This meat loaf is a hit with my family. My three sons eat two pieces each, which is incredible, considering that they are very picky toddlers. This Southwest-style meat loaf is topped with a sweet and tangy sauce. —Lacey Kirsch, Thornton, Colorado
- 2 cups crushed tortilla chips
- 1 cup (4 ounces) shredded cheddar cheese
- 1 cup salsa
- 2 eggs, lightly beaten
- 1/4 cup sliced ripe olives
- 1 envelope taco seasoning
- 2 pounds lean ground beef (90% lean)
- 1/2 cup ketchup
- 1/4 cup packed brown sugar
- 2 tablespoons Louisiana-style hot sauce
- Cut four 20-in. x 3-in. strips of heavy-duty foil; crisscross so they resemble spokes of a wheel. Place strips on the bottom and up the sides of a 3-qt. slow cooker.
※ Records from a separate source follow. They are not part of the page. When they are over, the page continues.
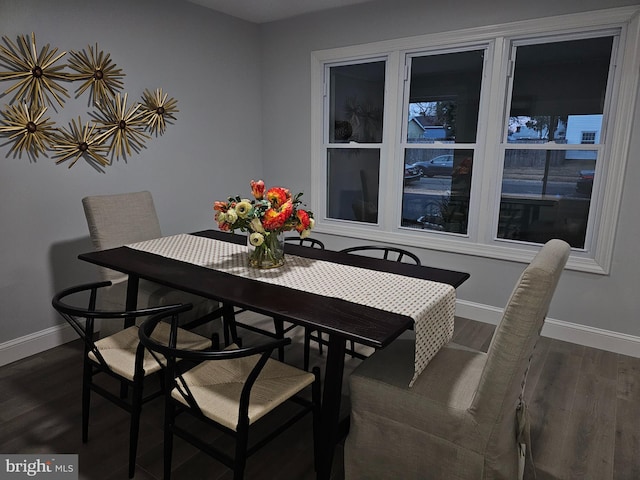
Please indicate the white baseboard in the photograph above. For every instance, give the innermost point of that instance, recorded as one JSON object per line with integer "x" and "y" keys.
{"x": 35, "y": 343}
{"x": 624, "y": 344}
{"x": 560, "y": 330}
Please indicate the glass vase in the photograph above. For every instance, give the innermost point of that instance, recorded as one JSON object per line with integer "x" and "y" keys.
{"x": 269, "y": 254}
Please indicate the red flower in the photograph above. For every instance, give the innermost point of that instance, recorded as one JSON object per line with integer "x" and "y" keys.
{"x": 277, "y": 196}
{"x": 275, "y": 218}
{"x": 257, "y": 188}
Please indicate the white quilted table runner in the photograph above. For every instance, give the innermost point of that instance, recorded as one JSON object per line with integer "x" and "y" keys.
{"x": 430, "y": 304}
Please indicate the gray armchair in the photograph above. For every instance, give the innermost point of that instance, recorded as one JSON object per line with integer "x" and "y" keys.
{"x": 461, "y": 418}
{"x": 116, "y": 220}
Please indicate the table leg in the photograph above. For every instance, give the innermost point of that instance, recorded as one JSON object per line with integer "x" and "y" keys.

Coat strips with cooking spray.
- In a large bowl, combine the first six ingredients. Crumble beef over mixture and mix well. Shape into a round loaf. Place meat loaf in the center of the strips. Cover and cook on low for 3-4 hours or until no pink remains and a thermometer reads 160°.
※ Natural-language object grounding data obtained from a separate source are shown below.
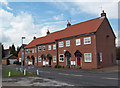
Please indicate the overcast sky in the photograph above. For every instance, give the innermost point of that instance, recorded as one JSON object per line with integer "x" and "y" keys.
{"x": 30, "y": 19}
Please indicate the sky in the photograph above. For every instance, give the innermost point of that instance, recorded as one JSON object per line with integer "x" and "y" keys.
{"x": 34, "y": 18}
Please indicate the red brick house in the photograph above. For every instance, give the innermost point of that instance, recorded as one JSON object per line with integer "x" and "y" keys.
{"x": 86, "y": 45}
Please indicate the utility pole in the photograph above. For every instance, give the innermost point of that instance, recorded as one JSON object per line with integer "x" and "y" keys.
{"x": 22, "y": 55}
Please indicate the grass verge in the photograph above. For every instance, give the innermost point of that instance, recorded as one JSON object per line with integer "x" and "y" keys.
{"x": 16, "y": 73}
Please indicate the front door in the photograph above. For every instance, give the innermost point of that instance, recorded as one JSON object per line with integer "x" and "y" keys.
{"x": 68, "y": 61}
{"x": 43, "y": 61}
{"x": 50, "y": 61}
{"x": 32, "y": 61}
{"x": 78, "y": 61}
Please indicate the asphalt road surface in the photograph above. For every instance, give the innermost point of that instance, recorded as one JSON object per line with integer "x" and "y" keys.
{"x": 76, "y": 77}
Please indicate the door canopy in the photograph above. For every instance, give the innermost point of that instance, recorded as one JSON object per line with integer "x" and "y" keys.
{"x": 49, "y": 56}
{"x": 32, "y": 57}
{"x": 67, "y": 54}
{"x": 78, "y": 54}
{"x": 28, "y": 57}
{"x": 43, "y": 56}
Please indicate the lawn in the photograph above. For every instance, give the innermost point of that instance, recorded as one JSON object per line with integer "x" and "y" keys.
{"x": 16, "y": 73}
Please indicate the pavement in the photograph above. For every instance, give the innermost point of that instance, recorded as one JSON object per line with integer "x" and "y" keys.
{"x": 65, "y": 77}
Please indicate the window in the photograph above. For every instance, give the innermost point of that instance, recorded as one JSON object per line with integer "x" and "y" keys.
{"x": 39, "y": 48}
{"x": 39, "y": 59}
{"x": 87, "y": 57}
{"x": 54, "y": 47}
{"x": 54, "y": 59}
{"x": 100, "y": 57}
{"x": 87, "y": 40}
{"x": 67, "y": 43}
{"x": 28, "y": 51}
{"x": 77, "y": 42}
{"x": 61, "y": 58}
{"x": 19, "y": 59}
{"x": 25, "y": 51}
{"x": 32, "y": 50}
{"x": 35, "y": 50}
{"x": 43, "y": 48}
{"x": 49, "y": 47}
{"x": 61, "y": 44}
{"x": 25, "y": 60}
{"x": 35, "y": 59}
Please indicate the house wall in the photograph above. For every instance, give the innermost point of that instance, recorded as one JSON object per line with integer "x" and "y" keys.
{"x": 51, "y": 52}
{"x": 4, "y": 62}
{"x": 89, "y": 48}
{"x": 106, "y": 45}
- Combine the ketchup, brown sugar and hot sauce; pour over meat loaf during the last hour of cooking. Let stand for 10 minutes. Using foil strips as handles, remove the meat loaf to a platter. Yield: 8 servings.
Originally published as Slow-Cooked Taco Meat Loaf in Simple & Delicious March/April 2007, p47
Light-Bodied Red Wine
Enjoy this recipe with a light-bodied red wine such as Pinot Noir.